Health Reformer, December, 1870 
360. While upon the cars, I heard parents remark that the appetites of their children were delicate, and unless they had meat and cake, they could not eat. When the noon meal was taken, I observed the quality of food given to these children. It was fine wheaten bread, sliced ham coated with black pepper, spiced pickles, cake, and preserves. The pale, sallow complexion of these children plainly indicated the abuses the stomach was suffering. Two of these children observed another family of children eating cheese with their food, and they lost their appetite for what was before them until their indulgent mother begged a piece of the cheese to give to her children, fearing the dear children would fail to make out their meal. The mother remarked, My children love this or that, so much, and I let them have what they want; for the appetite craves the kinds of food the system requires.
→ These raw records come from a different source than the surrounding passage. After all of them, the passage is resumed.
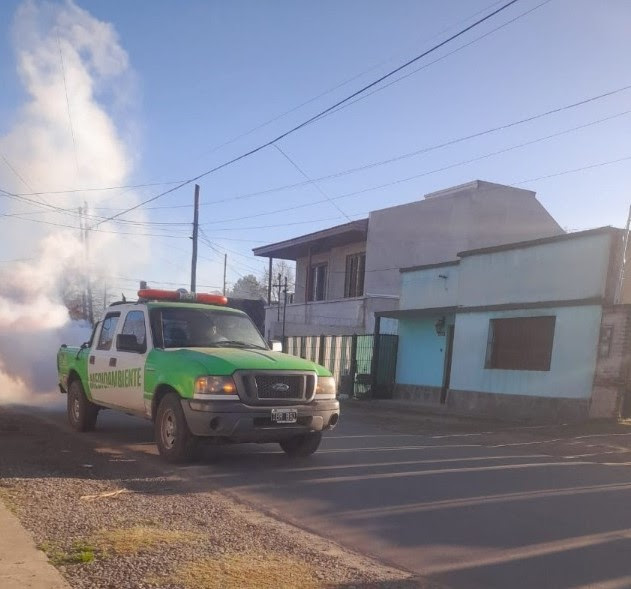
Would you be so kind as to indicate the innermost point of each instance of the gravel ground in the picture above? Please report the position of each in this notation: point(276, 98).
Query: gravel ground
point(109, 521)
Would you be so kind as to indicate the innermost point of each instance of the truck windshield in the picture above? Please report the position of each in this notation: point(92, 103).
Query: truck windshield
point(201, 328)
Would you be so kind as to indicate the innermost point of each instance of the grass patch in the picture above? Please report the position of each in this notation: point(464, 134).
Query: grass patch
point(79, 553)
point(141, 538)
point(237, 570)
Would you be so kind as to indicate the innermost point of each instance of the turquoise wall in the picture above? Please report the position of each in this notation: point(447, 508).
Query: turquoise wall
point(573, 361)
point(421, 355)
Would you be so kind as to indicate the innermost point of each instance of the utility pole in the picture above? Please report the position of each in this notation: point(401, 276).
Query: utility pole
point(284, 312)
point(195, 231)
point(279, 290)
point(225, 266)
point(623, 262)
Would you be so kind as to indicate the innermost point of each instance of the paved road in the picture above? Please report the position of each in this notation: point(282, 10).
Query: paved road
point(464, 509)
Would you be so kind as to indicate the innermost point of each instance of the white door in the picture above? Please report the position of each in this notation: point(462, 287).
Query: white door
point(102, 361)
point(132, 347)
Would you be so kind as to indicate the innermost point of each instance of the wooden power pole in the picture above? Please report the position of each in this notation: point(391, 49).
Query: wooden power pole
point(195, 231)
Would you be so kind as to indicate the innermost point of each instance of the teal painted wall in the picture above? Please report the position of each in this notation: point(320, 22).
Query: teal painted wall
point(421, 355)
point(573, 362)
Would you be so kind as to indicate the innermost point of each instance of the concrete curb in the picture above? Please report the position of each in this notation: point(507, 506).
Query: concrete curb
point(22, 565)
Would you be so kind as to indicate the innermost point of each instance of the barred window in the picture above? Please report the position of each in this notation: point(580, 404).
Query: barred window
point(520, 343)
point(354, 279)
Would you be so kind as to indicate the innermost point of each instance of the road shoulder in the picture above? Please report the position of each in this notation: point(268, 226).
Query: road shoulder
point(22, 565)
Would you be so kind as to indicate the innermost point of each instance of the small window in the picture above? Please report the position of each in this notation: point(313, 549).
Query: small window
point(107, 331)
point(520, 343)
point(354, 280)
point(318, 282)
point(135, 325)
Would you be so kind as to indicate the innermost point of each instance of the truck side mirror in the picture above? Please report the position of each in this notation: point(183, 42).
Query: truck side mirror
point(126, 342)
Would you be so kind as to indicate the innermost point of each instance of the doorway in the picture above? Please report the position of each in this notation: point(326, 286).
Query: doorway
point(447, 368)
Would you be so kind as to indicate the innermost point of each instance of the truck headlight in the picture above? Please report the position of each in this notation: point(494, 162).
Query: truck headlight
point(325, 389)
point(210, 388)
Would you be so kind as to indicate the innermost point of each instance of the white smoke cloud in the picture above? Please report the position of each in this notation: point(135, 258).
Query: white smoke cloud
point(50, 40)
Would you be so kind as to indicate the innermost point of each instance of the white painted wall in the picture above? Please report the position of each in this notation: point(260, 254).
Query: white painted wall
point(573, 362)
point(432, 287)
point(567, 269)
point(478, 214)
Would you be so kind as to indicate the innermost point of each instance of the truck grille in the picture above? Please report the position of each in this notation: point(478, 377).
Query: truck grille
point(280, 387)
point(269, 387)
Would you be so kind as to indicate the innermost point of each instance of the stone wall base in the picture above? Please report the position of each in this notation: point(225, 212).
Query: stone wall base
point(498, 406)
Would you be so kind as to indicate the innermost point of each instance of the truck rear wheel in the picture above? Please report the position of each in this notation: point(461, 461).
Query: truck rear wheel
point(302, 445)
point(175, 441)
point(82, 413)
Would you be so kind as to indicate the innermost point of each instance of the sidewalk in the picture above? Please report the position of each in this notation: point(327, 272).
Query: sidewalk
point(22, 566)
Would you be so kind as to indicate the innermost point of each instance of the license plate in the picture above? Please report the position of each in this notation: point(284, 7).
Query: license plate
point(284, 415)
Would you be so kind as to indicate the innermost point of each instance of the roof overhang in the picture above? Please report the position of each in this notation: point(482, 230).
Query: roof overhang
point(320, 241)
point(416, 313)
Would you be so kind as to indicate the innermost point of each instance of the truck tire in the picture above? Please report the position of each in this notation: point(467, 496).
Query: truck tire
point(175, 441)
point(82, 413)
point(302, 445)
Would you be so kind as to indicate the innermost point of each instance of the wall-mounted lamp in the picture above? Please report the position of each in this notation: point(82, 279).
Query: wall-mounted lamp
point(440, 326)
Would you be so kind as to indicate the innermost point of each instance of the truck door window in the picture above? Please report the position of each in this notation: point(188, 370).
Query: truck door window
point(107, 331)
point(135, 325)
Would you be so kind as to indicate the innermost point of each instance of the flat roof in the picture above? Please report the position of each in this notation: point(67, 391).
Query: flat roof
point(412, 313)
point(540, 241)
point(430, 266)
point(298, 247)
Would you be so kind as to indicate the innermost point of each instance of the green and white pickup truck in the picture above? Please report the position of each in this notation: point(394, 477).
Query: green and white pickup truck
point(197, 371)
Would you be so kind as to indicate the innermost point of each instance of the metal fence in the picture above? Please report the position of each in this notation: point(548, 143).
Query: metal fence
point(363, 365)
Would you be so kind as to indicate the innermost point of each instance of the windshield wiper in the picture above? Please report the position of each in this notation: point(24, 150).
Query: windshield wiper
point(237, 344)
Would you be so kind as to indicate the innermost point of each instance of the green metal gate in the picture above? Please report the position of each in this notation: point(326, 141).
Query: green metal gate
point(363, 365)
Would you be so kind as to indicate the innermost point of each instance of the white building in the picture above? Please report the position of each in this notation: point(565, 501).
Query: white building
point(347, 273)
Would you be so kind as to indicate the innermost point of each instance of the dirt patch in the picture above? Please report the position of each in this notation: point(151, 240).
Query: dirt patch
point(110, 521)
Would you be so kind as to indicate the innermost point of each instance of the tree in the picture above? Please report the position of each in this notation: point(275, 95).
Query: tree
point(248, 287)
point(285, 269)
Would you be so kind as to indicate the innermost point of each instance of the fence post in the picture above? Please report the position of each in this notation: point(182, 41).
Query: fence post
point(353, 361)
point(321, 350)
point(374, 365)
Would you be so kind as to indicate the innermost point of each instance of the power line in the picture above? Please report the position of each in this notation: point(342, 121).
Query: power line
point(403, 156)
point(446, 55)
point(316, 116)
point(338, 86)
point(429, 172)
point(314, 184)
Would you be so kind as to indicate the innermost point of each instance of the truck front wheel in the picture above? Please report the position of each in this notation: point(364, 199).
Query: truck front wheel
point(175, 441)
point(302, 445)
point(82, 413)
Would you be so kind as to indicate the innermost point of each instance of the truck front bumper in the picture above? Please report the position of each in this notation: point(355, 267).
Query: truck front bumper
point(237, 422)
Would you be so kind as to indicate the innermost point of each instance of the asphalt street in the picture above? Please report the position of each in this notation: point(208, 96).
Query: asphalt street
point(465, 508)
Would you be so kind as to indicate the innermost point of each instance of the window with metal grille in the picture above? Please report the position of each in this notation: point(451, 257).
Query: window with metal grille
point(354, 279)
point(520, 343)
point(317, 292)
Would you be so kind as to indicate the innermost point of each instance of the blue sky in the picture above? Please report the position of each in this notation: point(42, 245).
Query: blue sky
point(206, 72)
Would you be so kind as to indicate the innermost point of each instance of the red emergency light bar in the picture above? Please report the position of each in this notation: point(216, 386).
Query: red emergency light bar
point(155, 294)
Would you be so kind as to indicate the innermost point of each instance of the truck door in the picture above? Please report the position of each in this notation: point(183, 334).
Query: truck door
point(102, 361)
point(132, 347)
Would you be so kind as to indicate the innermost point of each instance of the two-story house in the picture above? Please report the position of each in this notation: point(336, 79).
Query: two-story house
point(345, 274)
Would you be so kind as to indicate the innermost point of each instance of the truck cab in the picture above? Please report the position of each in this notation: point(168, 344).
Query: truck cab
point(197, 369)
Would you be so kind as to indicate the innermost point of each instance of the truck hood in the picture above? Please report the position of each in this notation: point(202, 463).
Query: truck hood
point(226, 360)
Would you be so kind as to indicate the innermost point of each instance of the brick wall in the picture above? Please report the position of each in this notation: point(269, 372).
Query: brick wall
point(613, 364)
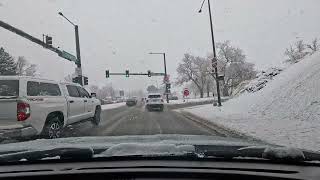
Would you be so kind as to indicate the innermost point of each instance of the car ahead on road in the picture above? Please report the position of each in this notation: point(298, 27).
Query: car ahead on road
point(131, 102)
point(31, 106)
point(154, 101)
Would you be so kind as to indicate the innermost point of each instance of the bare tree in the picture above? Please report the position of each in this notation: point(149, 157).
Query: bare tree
point(297, 52)
point(193, 69)
point(314, 46)
point(233, 66)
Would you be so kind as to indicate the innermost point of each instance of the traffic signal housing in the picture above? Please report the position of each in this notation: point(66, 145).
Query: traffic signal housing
point(168, 87)
point(107, 74)
point(77, 79)
point(49, 40)
point(86, 81)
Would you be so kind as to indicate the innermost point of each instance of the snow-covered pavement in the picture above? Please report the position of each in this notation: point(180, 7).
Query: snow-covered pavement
point(112, 106)
point(285, 112)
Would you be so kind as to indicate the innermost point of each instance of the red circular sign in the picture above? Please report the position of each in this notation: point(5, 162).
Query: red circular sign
point(186, 92)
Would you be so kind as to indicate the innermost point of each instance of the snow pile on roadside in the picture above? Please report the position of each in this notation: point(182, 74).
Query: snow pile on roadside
point(262, 79)
point(129, 149)
point(285, 112)
point(112, 106)
point(189, 100)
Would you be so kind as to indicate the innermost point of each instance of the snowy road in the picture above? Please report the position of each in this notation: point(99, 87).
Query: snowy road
point(138, 121)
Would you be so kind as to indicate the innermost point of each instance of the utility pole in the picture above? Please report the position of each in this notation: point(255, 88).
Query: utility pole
point(165, 72)
point(214, 61)
point(76, 30)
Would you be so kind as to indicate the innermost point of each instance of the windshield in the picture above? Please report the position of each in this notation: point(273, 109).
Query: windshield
point(9, 87)
point(182, 72)
point(154, 96)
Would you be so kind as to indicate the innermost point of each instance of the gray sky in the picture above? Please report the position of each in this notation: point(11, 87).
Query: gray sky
point(119, 34)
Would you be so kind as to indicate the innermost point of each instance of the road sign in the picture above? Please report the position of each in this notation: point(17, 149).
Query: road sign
point(166, 79)
point(186, 92)
point(121, 92)
point(69, 56)
point(78, 71)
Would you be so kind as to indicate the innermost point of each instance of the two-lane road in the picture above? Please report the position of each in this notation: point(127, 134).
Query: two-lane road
point(137, 120)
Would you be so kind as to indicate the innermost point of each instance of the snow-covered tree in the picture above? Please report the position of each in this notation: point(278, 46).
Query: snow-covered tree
point(193, 69)
point(7, 64)
point(152, 89)
point(297, 52)
point(233, 66)
point(314, 46)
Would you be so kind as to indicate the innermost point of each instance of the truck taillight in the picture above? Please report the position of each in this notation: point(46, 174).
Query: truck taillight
point(23, 111)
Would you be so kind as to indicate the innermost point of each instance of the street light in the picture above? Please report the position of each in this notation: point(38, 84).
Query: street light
point(214, 60)
point(165, 70)
point(76, 29)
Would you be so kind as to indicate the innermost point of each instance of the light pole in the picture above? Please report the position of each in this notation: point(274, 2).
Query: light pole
point(76, 30)
point(165, 70)
point(214, 61)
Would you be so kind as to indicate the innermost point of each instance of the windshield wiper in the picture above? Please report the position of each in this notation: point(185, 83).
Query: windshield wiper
point(274, 153)
point(8, 97)
point(63, 153)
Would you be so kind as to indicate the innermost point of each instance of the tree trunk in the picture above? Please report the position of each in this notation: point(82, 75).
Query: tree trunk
point(208, 90)
point(201, 93)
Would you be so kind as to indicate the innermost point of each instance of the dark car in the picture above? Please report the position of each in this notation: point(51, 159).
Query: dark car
point(131, 102)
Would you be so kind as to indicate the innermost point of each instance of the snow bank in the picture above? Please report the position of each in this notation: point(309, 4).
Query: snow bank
point(189, 100)
point(180, 101)
point(285, 112)
point(112, 106)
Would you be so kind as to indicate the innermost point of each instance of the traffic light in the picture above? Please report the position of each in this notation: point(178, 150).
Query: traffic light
point(49, 40)
point(86, 81)
point(168, 87)
point(76, 80)
point(107, 73)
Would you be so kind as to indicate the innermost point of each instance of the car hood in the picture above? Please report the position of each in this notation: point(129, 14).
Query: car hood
point(139, 144)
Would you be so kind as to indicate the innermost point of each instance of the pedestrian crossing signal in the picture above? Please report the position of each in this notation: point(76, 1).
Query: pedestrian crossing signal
point(107, 73)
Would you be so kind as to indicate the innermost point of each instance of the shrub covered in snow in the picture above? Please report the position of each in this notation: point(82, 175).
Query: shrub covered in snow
point(262, 79)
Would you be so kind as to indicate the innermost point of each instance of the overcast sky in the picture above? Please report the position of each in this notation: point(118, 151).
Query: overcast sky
point(119, 34)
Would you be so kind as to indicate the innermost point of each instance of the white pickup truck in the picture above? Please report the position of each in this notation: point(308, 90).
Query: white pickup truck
point(31, 106)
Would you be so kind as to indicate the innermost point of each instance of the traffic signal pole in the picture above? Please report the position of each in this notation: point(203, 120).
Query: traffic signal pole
point(214, 60)
point(76, 29)
point(29, 37)
point(165, 73)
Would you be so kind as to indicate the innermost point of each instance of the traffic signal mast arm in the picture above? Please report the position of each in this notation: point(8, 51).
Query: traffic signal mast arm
point(137, 74)
point(33, 39)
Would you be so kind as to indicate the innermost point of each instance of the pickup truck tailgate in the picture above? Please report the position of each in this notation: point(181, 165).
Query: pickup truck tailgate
point(8, 112)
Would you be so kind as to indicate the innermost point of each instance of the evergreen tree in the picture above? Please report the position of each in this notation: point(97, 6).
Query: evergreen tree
point(7, 64)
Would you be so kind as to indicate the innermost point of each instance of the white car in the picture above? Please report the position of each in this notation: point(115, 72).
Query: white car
point(31, 106)
point(154, 101)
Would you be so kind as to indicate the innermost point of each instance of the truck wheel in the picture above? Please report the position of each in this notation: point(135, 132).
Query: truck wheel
point(97, 116)
point(53, 128)
point(161, 108)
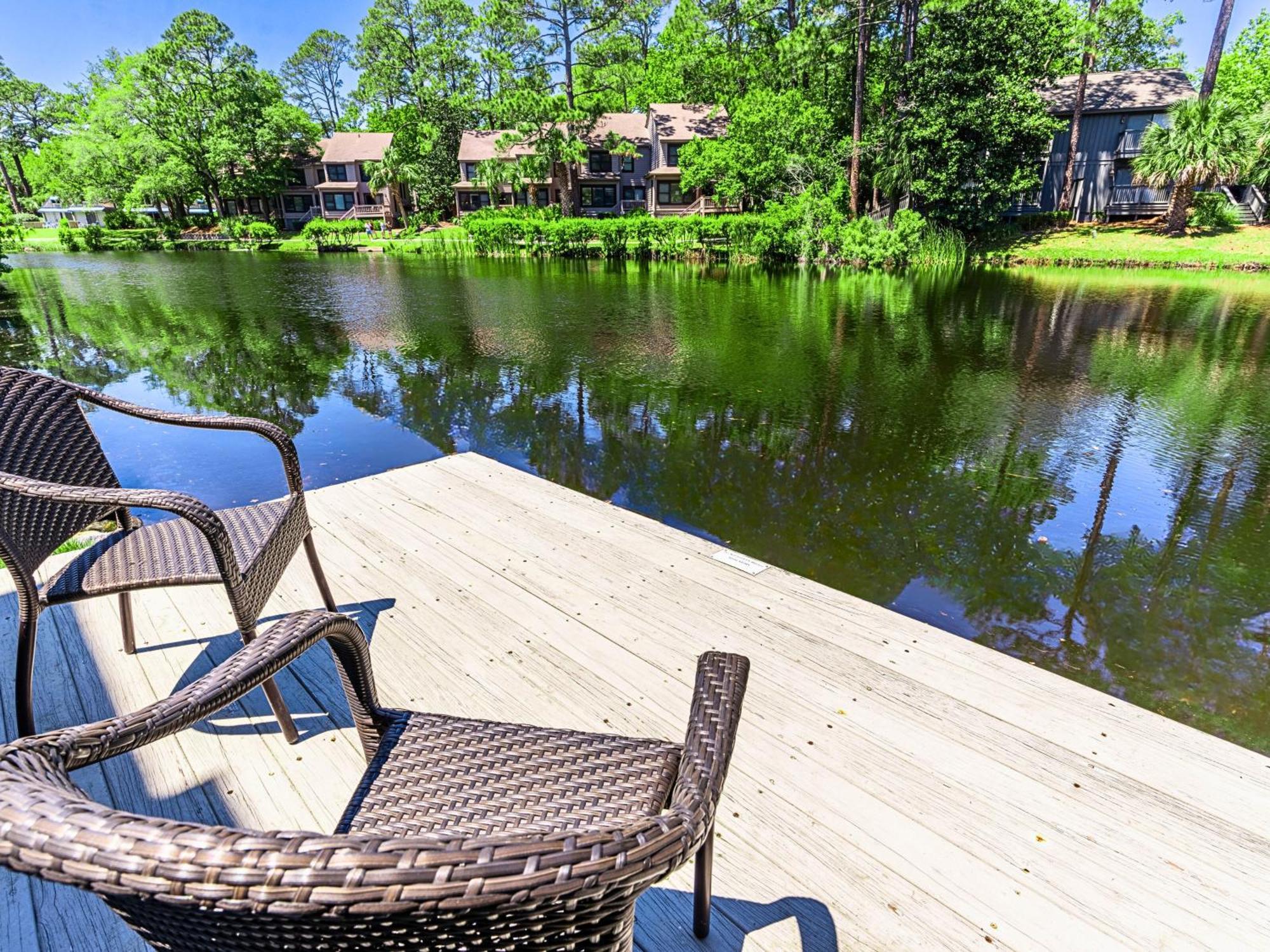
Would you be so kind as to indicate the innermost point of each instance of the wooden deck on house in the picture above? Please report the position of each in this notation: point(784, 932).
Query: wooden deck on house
point(895, 788)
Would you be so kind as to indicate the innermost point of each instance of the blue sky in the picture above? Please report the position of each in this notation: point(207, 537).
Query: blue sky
point(53, 40)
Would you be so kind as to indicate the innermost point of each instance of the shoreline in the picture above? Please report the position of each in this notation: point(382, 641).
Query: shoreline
point(1182, 260)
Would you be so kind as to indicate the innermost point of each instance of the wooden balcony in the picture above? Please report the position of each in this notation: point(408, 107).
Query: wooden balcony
point(1139, 201)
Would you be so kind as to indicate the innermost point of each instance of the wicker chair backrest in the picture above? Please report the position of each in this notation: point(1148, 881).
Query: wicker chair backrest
point(45, 436)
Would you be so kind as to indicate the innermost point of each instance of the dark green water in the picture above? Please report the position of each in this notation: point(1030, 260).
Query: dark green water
point(1073, 468)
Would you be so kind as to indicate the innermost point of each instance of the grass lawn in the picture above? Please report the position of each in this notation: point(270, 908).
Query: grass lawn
point(46, 241)
point(1132, 244)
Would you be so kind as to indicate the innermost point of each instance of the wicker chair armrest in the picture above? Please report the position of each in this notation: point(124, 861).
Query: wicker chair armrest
point(233, 678)
point(708, 747)
point(194, 511)
point(251, 425)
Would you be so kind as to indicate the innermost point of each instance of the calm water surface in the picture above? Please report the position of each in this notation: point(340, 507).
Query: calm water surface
point(1071, 468)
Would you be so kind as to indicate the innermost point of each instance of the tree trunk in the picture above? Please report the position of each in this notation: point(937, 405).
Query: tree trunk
point(859, 107)
point(22, 176)
point(1179, 204)
point(1215, 51)
point(1074, 140)
point(10, 188)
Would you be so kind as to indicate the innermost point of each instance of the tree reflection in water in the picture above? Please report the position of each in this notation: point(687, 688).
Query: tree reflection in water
point(1071, 468)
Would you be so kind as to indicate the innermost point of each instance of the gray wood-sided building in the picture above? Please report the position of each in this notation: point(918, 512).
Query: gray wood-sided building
point(1120, 107)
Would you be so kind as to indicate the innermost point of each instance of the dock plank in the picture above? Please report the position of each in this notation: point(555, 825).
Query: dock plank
point(895, 786)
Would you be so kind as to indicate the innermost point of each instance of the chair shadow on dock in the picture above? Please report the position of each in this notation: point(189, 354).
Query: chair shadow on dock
point(312, 690)
point(664, 921)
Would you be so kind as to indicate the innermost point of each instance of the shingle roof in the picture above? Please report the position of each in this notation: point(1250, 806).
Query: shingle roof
point(478, 145)
point(355, 147)
point(629, 126)
point(1123, 91)
point(685, 121)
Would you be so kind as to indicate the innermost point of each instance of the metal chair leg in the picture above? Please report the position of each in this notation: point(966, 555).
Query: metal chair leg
point(130, 639)
point(704, 889)
point(275, 697)
point(319, 576)
point(27, 624)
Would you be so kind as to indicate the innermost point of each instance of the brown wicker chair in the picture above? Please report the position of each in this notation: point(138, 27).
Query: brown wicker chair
point(462, 836)
point(55, 482)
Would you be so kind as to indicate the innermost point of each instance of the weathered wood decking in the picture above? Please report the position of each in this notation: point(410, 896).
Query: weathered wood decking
point(895, 786)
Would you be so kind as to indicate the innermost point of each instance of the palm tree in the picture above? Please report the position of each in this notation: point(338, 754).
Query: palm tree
point(396, 173)
point(1207, 143)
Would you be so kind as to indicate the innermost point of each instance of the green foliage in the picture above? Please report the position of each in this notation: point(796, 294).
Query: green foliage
point(125, 219)
point(67, 237)
point(260, 233)
point(326, 234)
point(95, 238)
point(1244, 74)
point(777, 144)
point(810, 228)
point(973, 122)
point(1212, 211)
point(11, 237)
point(1206, 143)
point(313, 77)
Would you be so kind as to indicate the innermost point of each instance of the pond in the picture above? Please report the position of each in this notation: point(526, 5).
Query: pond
point(1073, 468)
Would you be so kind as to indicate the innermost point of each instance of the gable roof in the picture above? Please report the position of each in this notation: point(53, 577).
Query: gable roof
point(479, 145)
point(629, 126)
point(1123, 91)
point(355, 147)
point(685, 121)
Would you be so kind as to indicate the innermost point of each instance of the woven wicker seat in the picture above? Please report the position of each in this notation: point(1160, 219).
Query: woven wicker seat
point(477, 779)
point(462, 836)
point(57, 482)
point(167, 554)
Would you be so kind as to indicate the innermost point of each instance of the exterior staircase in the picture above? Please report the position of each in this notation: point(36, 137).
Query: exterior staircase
point(1250, 204)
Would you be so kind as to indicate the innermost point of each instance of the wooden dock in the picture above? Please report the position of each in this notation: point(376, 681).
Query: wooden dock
point(895, 788)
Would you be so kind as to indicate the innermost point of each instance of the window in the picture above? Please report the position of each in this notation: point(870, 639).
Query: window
point(670, 194)
point(600, 162)
point(472, 201)
point(599, 196)
point(338, 201)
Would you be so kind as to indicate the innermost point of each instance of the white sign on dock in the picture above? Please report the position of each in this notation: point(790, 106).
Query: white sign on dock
point(751, 567)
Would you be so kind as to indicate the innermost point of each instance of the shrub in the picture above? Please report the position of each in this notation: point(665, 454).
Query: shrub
point(333, 234)
point(95, 238)
point(261, 233)
point(125, 219)
point(1211, 210)
point(67, 237)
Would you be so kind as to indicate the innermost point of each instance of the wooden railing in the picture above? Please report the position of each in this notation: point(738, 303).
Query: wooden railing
point(1140, 195)
point(365, 211)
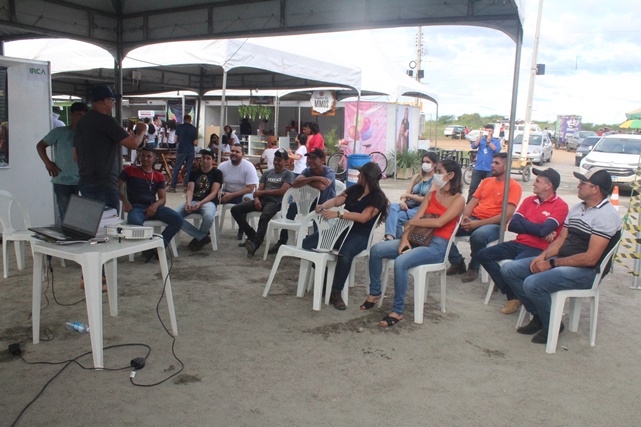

This might be correct if the appetite had never been perverted. There is a natural and a depraved appetite. Parents who have taught their children to eat unhealthful, stimulating food, all their lives, until the taste is perverted, and they crave clay, slate pencils, burned coffee, tea grounds, cinnamon, cloves, and spices, cannot claim that the appetite demands what the system requires. The appetite has been falsely educated, until it is depraved. The fine organs of the stomach have been stimulated and burned, until they have lost their delicate sensitiveness. Simple, healthful food seems to them insipid. The abused stomach will not perform the work given it, unless urged to it by the most stimulating substances. If these children had been trained from their infancy to take only healthful food, prepared in the most simple manner, preserving its natural properties as much as possible, and avoiding flesh meats, grease, and all spices, the taste and appetite would be unimpaired. In its natural state, it might indicate, in a great degree, the food best adapted to the wants of the system. 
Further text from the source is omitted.